The frontier Indian had a game he played called "counting coup." In its non-lethal version (and there were both) it was to touch an enemy and let him go, ride up to a running bison and slap his flank with his hand or touch him with a spear and be satisfied that had he wanted to take it, he could have.

One of our most famous old-time American trophy hunters used to do that in his own way. One year he spent a considerable amount of time and money finding out where he could find a true trophy whitetail rack; about the most difficult task you can pick if you have an eye on Boone and Crockett listings. But, knowing where to start his search and how to go about it, he finally located an area and made his plans to hunt it when the season came around.

Opening day he was there, and by all the signs he was right: the tracks were plentiful and huge, the cover was ideal, and he knew that he and the giant buck would meet. But this particular man has a special rule of his own when it comes to whitetail deer; a step beyond the constraints of what we--most of us--would consider abiding by the concept of "fair chase." He allowed himself but one shot; if he missed the chance, the hunt was over and the deer had won until another year had passed.

His favorite rifle, the one he had used for record after record, was an old sporterized Springfield .30/06 that was as much a part of him as his right arm. He was modestly and rightfully proud of what he knew he could do with it, and I can remember his smile as he told me of seeing the rack of a lifetime picking its way through the blowdowns and he tracking it with the trusty 06...and splintering an unseen sapling that stood between him and the animal. I asked if he'd ever gone back again. He smiled once more and said, "Just about every night in that minute or so before I fall asleep."

Every so often we ought to sit back and think about what we want and need from the hunting experience and what we are brining to it. By that I mean skills beyond the pointing of a rifle or shotgun. Lately I find that calling (or trying to call) geese gives me as much pleasure or more than filling a limit.

I'm trying to be better at general bird identification and paying more attention to the historical and geological points of interest when I travel to someplace new. I listen more than I used to and try to see beyond what lies over the sights of my gun. I am trying to find out something about myself, trying to understand the part of me that would desperately like to know what it is that the geese are saying, why the coyote calls, trying more and more to "count coup" in the too few hours I can spend outside.

Around me at this minute is a small selection of simple treasures. Some shotguns, some rifles, some fishing rods. A couple of Labradors asleep in front of the wood stove, and some empty places that once held Tippy and Ben and Judy and Josephine, to mention a few. Hunting coats and duck calls and fly boxes and boots and hats are scattered around amidst boxes of shells, decoys, nets, and odds and ends of this and that.

You might call them the tools of pursuit if you weren't a real hunter or fisherman. Or you might look at them in another way--as you see your own similar collection of virtually identical things. Underneath any coat or hat, carrying any gun or rod, dangling lures or calls or whistles is someone who is trying to find the trail that leads him to a place where he is a part of an elk or grouse or goose or whatever. A place where he feels that incomprehensible tingling which tells him that at this moment he is completely alive and part of the wild as no one but a true hunter can ever be.
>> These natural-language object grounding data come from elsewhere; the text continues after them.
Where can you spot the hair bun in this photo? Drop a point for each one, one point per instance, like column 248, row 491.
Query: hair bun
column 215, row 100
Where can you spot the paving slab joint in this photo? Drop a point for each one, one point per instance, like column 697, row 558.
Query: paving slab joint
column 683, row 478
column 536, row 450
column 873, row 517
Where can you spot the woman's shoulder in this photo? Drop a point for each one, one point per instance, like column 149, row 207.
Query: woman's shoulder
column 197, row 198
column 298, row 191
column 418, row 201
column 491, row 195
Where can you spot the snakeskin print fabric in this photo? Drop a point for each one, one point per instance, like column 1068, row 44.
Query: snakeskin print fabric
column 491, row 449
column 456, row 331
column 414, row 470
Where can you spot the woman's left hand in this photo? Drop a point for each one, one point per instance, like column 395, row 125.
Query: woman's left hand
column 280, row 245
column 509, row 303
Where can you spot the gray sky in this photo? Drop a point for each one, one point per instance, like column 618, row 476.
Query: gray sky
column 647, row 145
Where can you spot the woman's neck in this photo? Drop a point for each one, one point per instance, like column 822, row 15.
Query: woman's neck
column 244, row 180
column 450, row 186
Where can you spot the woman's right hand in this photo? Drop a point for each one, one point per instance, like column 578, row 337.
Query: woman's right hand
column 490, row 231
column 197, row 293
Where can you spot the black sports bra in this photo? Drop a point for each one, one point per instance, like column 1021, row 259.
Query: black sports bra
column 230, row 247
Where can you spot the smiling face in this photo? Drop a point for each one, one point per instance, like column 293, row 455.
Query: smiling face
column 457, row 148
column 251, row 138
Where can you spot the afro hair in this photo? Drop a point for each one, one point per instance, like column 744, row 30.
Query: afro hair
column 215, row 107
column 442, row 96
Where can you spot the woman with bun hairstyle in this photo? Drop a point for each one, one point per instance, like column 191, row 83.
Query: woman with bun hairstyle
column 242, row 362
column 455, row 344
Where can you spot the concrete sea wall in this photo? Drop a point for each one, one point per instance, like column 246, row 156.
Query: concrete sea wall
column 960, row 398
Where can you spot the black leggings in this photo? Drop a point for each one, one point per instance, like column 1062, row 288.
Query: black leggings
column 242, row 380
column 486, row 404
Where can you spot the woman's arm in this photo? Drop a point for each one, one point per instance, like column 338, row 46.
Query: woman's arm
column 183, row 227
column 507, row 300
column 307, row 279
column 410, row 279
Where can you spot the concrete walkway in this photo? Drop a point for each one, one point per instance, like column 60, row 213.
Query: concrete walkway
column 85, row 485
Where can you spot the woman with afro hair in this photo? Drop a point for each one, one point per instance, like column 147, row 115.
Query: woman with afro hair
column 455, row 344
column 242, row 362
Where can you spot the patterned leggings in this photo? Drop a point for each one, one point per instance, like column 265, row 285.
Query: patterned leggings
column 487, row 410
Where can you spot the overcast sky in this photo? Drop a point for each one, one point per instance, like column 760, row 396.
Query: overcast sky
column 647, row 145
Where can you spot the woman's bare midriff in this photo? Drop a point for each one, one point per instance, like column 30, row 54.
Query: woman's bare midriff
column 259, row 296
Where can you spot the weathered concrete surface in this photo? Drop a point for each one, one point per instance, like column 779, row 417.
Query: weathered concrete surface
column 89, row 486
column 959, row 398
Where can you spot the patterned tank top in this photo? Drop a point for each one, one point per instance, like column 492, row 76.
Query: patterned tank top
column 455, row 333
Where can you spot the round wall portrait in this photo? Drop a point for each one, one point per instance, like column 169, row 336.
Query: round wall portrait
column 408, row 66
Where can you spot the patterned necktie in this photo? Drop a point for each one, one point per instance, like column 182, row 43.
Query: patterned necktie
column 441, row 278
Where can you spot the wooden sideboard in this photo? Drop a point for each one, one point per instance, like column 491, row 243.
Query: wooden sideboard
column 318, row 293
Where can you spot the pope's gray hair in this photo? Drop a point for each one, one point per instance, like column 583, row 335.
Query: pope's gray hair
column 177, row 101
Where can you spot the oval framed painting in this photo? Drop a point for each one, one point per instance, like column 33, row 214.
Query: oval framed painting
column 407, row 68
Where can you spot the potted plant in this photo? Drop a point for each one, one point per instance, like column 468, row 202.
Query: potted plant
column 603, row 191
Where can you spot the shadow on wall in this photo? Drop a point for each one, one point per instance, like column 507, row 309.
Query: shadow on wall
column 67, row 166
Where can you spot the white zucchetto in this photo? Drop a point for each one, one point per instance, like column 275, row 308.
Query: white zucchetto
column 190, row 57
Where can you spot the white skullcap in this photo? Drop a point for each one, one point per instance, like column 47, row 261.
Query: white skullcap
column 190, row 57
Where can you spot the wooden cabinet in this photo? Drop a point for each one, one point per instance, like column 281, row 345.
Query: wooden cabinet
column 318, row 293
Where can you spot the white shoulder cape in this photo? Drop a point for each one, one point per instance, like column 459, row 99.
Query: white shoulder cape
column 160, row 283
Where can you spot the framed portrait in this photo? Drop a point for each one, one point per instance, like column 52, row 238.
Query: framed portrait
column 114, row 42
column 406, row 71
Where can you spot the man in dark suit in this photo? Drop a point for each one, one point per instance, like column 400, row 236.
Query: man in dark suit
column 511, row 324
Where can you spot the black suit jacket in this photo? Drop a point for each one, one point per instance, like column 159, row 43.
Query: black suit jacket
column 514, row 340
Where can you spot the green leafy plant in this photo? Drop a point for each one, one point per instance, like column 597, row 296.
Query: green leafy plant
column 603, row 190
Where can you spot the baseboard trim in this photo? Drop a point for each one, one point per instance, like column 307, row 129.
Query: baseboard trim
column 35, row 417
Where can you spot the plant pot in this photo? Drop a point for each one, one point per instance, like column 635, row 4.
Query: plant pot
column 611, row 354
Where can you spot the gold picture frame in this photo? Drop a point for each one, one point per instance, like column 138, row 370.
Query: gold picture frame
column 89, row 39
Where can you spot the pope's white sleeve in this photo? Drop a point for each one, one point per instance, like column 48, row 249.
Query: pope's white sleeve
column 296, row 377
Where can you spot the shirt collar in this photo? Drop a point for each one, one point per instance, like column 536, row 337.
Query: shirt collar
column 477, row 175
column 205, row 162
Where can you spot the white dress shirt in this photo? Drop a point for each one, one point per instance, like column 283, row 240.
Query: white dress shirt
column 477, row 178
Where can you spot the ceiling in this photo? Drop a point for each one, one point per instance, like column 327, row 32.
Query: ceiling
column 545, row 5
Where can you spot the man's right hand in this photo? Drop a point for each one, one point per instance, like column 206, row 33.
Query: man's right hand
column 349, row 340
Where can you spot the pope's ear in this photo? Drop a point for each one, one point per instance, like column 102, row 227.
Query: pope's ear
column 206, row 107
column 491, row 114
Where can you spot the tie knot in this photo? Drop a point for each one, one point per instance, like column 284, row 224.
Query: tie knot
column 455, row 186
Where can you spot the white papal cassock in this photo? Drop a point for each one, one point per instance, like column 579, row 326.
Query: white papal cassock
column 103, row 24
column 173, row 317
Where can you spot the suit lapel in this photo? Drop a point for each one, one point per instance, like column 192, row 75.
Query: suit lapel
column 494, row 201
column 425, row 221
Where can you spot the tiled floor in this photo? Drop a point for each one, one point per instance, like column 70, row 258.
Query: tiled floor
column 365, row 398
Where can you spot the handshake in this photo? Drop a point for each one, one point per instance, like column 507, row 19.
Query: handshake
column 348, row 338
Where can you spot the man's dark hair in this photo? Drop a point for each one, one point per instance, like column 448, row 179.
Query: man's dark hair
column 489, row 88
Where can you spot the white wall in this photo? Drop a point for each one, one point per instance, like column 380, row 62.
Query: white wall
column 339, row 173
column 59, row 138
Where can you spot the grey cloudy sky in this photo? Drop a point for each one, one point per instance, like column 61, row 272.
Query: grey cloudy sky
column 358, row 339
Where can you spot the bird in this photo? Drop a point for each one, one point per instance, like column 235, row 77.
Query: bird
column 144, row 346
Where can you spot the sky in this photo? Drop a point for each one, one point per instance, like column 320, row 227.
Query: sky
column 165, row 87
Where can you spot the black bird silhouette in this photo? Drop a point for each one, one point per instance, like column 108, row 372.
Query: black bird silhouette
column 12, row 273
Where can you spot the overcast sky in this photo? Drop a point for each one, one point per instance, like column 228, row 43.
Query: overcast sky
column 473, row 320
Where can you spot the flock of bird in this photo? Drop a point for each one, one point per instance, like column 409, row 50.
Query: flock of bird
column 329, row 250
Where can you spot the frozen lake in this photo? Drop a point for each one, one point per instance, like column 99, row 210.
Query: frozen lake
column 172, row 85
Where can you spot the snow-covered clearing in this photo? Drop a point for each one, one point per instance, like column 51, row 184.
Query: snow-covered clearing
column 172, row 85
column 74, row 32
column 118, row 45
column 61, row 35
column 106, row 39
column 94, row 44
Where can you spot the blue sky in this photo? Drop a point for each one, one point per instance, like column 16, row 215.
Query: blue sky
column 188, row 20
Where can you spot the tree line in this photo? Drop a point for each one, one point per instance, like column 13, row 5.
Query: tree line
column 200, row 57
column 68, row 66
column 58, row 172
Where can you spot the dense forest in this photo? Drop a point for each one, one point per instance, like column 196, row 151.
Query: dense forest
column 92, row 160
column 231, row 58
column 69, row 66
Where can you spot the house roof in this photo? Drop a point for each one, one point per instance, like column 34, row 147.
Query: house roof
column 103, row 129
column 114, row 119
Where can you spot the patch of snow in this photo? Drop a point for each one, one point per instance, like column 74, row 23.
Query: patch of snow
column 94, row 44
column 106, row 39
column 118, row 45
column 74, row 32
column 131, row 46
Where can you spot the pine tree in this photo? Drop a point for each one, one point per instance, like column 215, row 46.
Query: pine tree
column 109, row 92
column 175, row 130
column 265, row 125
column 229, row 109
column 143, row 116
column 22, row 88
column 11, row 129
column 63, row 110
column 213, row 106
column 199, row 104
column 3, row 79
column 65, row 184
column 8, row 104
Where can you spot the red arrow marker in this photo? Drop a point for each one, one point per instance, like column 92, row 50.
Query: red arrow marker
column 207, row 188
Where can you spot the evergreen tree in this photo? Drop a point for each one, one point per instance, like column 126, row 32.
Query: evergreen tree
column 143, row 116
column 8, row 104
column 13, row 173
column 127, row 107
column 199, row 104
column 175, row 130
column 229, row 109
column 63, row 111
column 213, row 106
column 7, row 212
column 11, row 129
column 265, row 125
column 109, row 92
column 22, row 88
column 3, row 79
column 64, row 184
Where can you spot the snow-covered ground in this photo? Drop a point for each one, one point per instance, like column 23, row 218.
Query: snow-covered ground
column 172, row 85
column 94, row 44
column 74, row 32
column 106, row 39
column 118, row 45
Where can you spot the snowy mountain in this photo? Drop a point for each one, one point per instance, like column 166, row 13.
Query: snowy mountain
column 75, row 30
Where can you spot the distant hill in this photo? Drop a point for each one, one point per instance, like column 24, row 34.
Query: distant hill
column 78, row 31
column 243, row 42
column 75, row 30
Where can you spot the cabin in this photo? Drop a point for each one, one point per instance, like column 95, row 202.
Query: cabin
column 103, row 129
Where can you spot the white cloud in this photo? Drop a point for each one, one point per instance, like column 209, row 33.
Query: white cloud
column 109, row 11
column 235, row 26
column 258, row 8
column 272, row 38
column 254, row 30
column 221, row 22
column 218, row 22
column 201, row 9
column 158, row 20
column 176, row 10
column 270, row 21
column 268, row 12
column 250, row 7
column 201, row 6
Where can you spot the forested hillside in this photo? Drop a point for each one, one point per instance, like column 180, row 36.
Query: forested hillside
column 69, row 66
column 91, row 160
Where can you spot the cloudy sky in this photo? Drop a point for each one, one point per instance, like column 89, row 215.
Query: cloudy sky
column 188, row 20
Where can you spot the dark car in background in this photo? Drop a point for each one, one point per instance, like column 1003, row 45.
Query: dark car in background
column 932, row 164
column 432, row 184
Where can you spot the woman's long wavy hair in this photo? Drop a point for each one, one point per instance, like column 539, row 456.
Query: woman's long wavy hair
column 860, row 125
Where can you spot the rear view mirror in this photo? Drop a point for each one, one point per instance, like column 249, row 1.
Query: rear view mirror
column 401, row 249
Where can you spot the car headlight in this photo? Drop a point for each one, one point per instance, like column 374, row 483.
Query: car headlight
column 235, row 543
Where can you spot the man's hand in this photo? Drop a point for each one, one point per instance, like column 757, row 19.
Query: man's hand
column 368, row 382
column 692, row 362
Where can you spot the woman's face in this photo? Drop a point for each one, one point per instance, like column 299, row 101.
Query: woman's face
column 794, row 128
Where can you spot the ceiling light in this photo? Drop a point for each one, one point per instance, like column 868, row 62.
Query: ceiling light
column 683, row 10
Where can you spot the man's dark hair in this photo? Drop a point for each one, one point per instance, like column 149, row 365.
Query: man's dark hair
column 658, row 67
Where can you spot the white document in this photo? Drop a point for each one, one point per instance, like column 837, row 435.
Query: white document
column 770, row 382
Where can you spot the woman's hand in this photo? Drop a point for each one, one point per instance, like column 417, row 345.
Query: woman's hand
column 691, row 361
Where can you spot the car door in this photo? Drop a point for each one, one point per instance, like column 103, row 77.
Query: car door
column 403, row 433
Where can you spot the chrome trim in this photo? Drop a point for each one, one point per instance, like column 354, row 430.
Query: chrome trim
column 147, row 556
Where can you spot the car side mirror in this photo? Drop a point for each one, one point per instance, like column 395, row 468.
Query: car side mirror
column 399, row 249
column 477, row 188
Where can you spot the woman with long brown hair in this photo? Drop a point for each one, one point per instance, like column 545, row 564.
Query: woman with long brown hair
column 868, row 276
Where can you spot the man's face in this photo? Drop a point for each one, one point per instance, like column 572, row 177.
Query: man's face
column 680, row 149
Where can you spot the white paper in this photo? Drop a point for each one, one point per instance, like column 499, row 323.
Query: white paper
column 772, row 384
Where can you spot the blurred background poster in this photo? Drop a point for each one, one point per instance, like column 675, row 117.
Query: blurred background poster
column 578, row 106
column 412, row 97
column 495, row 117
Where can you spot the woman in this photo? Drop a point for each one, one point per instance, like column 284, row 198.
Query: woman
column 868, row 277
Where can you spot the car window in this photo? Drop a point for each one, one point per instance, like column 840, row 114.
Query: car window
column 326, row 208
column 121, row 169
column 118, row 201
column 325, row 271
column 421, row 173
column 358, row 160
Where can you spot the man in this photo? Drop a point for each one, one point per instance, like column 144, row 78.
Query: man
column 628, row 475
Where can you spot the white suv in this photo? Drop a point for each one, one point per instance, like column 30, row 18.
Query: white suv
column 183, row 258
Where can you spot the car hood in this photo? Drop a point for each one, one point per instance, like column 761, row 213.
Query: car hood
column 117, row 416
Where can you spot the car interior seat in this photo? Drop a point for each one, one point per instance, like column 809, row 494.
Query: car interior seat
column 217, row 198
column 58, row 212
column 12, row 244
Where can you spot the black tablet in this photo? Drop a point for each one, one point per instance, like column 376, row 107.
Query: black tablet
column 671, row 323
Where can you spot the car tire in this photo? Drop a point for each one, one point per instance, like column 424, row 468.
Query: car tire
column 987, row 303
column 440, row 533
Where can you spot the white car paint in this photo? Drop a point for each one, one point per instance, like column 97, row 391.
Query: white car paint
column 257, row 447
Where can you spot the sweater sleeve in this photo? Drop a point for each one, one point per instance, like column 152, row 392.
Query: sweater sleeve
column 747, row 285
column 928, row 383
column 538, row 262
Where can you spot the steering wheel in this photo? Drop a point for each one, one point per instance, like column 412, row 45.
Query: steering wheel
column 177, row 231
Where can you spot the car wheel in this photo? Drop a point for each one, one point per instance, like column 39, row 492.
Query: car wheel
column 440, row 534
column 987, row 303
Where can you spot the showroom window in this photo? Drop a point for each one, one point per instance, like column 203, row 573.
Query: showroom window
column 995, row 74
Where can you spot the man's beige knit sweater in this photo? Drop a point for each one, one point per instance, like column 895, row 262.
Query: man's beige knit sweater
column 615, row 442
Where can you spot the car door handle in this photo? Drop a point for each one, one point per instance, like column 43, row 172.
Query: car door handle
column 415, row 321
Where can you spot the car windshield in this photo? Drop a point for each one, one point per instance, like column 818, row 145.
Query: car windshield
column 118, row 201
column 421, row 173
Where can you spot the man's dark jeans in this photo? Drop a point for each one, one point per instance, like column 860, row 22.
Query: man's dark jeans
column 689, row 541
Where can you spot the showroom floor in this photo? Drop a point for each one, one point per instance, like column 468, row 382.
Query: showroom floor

No doubt this is but another inadequate way of expressing the inexpressible. But no doubt you know what I mean. On the one hand we can't put it into words, and on the other we don't have to. There is almost always that hour of the winter day when we can hear the pheasants call goodnight, or the geese or owls...sometimes just the barking of a distant dog...familiar and comforting notes that suspend the coming of darkness for a moment and let us stand in the last of the light and almost understand the un-understandable.